The lesson of the Tower of Babel has not been lost on corporates large and small, tasked with disclosing a myriad of sustainability information in different ways. Nor has it been lost on international investors, who are grappling with the disparate pieces of information to inform their asset allocation decisions.
All this serves as an important reminder of how financial markets rely on a common language to operate effectively. Given that the current consensus on financial accounting standards took hundreds of years to evolve, it is perhaps unsurprising that consensus on sustainability metrics has proven allusive in recent years and a contradictory patchwork of standards, definitions and metrics has sprung up.
That is why the creation of the International Sustainability Standards Board (ISSB) in late 2021 and its inaugural S1 and S2 sustainable reporting standards published this week are so important. They will deliver the practical, flexible and interoperable global baseline for corporate sustainability reporting that we urgently need.
To date, there has been a lack of comparable, investment grade data on sustainability. This has had a knock-on impact on disclosure levels amongst corporates globally. Even at the larger end of the market where reporting is more forthcoming, particularly in more carbon intensive sectors, 42 percent of all large and mid-cap listed companies globally do not report basic sustainability data, the greenhouse gas Scope 1 and 2 carbon emissions. These are those associated with their direct to air emissions and those resulting from their energy use.
Outside of Europe and across emerging markets, the data is even scarcer. In China, of the approximately 1000 companies in FTSE China A Series only 10 percent report this data, and this figure is the same for the Russell 2000. At its most basic level, that’s a huge knowledge gap in investor portfolios that has not improved in several years.
This comes as we see substantial inflows into mutual fund and ETF investment products marketed for their environmental, social and governance credentials. LSEG’s Lipper business found that, excluding money markets, sustainable funds attracted £27.6bn in 2022 as their conventional peers suffered outflows of £66.9bn.
We believe that policymakers now have a unique opportunity to accelerate progress by introducing mandatory disclosure rules for companies which adopt or align with the ISSB standards by 2025. Doing so will facilitate better availability and consistency of sustainability-related information.
Many stakeholders have understood the critical importance of getting this right and the benefits it can bring to the increasing number of public-private partnerships focused on greening our energy sector. Better disclosure on metrics such as green revenues can help investors pinpoint opportunities and provide much needed capital for green growth.

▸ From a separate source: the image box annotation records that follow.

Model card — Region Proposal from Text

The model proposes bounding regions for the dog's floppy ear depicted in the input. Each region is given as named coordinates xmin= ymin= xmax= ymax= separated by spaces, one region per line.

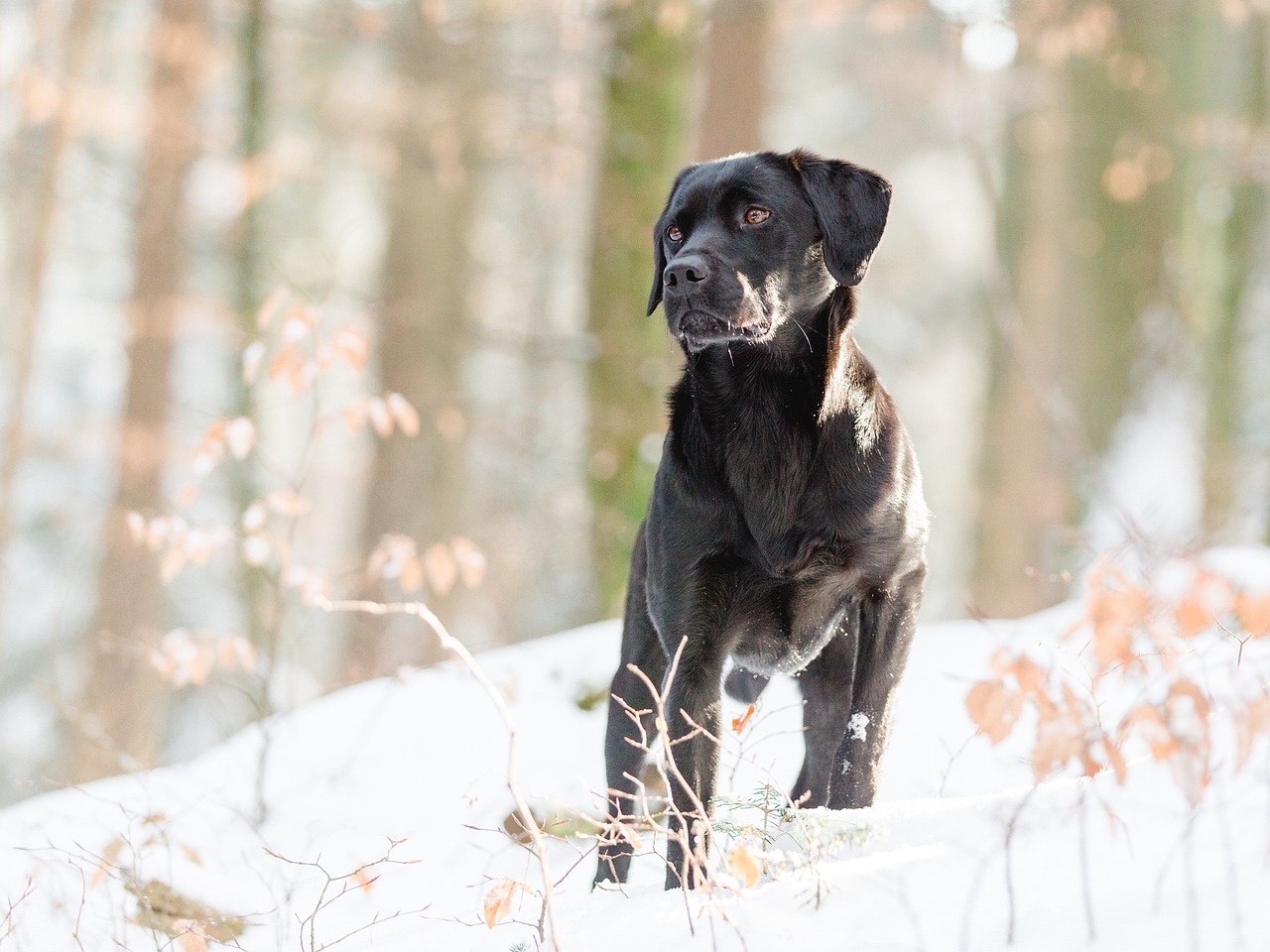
xmin=790 ymin=151 xmax=890 ymax=285
xmin=645 ymin=165 xmax=696 ymax=317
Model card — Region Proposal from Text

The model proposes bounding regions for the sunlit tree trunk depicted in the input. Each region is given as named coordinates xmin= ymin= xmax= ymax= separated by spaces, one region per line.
xmin=694 ymin=0 xmax=771 ymax=160
xmin=452 ymin=0 xmax=600 ymax=645
xmin=588 ymin=0 xmax=698 ymax=615
xmin=974 ymin=3 xmax=1179 ymax=616
xmin=344 ymin=4 xmax=484 ymax=680
xmin=972 ymin=66 xmax=1072 ymax=616
xmin=69 ymin=0 xmax=207 ymax=780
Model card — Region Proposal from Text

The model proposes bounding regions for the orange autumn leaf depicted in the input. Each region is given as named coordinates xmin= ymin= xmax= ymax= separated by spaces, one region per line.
xmin=727 ymin=848 xmax=758 ymax=889
xmin=1234 ymin=591 xmax=1270 ymax=639
xmin=965 ymin=680 xmax=1024 ymax=744
xmin=481 ymin=880 xmax=527 ymax=929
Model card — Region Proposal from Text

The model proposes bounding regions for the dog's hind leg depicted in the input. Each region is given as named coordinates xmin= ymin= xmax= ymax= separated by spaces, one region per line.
xmin=722 ymin=665 xmax=771 ymax=704
xmin=594 ymin=532 xmax=667 ymax=883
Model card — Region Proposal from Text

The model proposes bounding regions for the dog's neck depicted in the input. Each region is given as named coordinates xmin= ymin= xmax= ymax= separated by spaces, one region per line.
xmin=685 ymin=287 xmax=876 ymax=448
xmin=686 ymin=286 xmax=858 ymax=378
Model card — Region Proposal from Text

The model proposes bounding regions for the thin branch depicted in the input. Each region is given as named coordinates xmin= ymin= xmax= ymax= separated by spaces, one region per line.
xmin=314 ymin=595 xmax=561 ymax=952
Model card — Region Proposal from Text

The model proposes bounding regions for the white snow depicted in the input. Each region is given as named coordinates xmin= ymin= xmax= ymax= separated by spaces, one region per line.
xmin=0 ymin=586 xmax=1270 ymax=952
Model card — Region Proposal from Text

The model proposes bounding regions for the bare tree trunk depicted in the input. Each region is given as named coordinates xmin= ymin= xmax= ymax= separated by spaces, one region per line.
xmin=694 ymin=0 xmax=771 ymax=160
xmin=69 ymin=0 xmax=207 ymax=781
xmin=344 ymin=3 xmax=481 ymax=680
xmin=228 ymin=0 xmax=271 ymax=645
xmin=589 ymin=0 xmax=698 ymax=615
xmin=1188 ymin=10 xmax=1270 ymax=542
xmin=0 ymin=0 xmax=96 ymax=657
xmin=971 ymin=76 xmax=1074 ymax=617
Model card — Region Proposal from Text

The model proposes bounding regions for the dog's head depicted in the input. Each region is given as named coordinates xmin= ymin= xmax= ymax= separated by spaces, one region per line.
xmin=648 ymin=151 xmax=890 ymax=350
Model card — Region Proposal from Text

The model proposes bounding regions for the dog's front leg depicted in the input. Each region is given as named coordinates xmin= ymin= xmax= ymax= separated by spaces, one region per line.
xmin=664 ymin=641 xmax=722 ymax=890
xmin=829 ymin=565 xmax=926 ymax=810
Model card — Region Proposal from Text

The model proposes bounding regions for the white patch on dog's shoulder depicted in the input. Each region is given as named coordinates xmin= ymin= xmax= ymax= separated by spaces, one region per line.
xmin=847 ymin=711 xmax=869 ymax=740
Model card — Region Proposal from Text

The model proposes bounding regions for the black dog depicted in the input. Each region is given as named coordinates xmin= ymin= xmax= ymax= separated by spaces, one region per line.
xmin=595 ymin=151 xmax=929 ymax=889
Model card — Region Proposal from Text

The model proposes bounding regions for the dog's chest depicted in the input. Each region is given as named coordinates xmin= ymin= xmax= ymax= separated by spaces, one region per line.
xmin=711 ymin=373 xmax=818 ymax=565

We have seen several countries take a leading role already. Major financial centres including the UK, Hong Kong and Singapore have shown strong support for ISSB. Other countries have shown widespread adoption of the Task Force on Climate-related Financial Disclosures’ recommendations, and adopting the ISSB standards which build on this framework is a logical next step.
Looking beyond the regulatory picture, investors are almost unanimously calling for a minimum coverage of sustainability disclosure. Availability of data was cited as the number one barrier to further sustainable investment adoption in a 2022 survey of asset owners conducted by LSEG’s global index provider, FTSE Russell. Concern about data quality or consistency of corporate reporting and disclosures followed in joint second.
As an example, the quality of green activities disclosure is central to support the transition to a low carbon economy. Indeed, FTSE Russell found that in a scenario where the global economy pivots to a 1.5°C path, the green economy exposure in global benchmarks would jump more than threefold from 2020 to 2030. This would have an immediate impact on the growing numbers of investors who use passive, index tracking strategies which replicate the composition of key benchmarks such as the Russell 1000 or FTSE Emerging Index.
But we still have a long way to go. Sustainability is about much more than climate and the ISSB is currently consulting on expanding its work to cover several other key areas including biodiversity and human rights.
This week marks an important milestone. To embed sustainability priorities like climate into the way financial markets operate we need a common language that can be used between the corporate and financial communities to invest and grow the industries of the future.
It’s essential that we now use ISSB to deliver a step-change in the quantity and quality of sustainability related information available. Doing so will mean our metaphorical tower of babel stands a chance of completion and financial markets will better serve society in facilitating solutions to the world’s biggest sustainability challenges.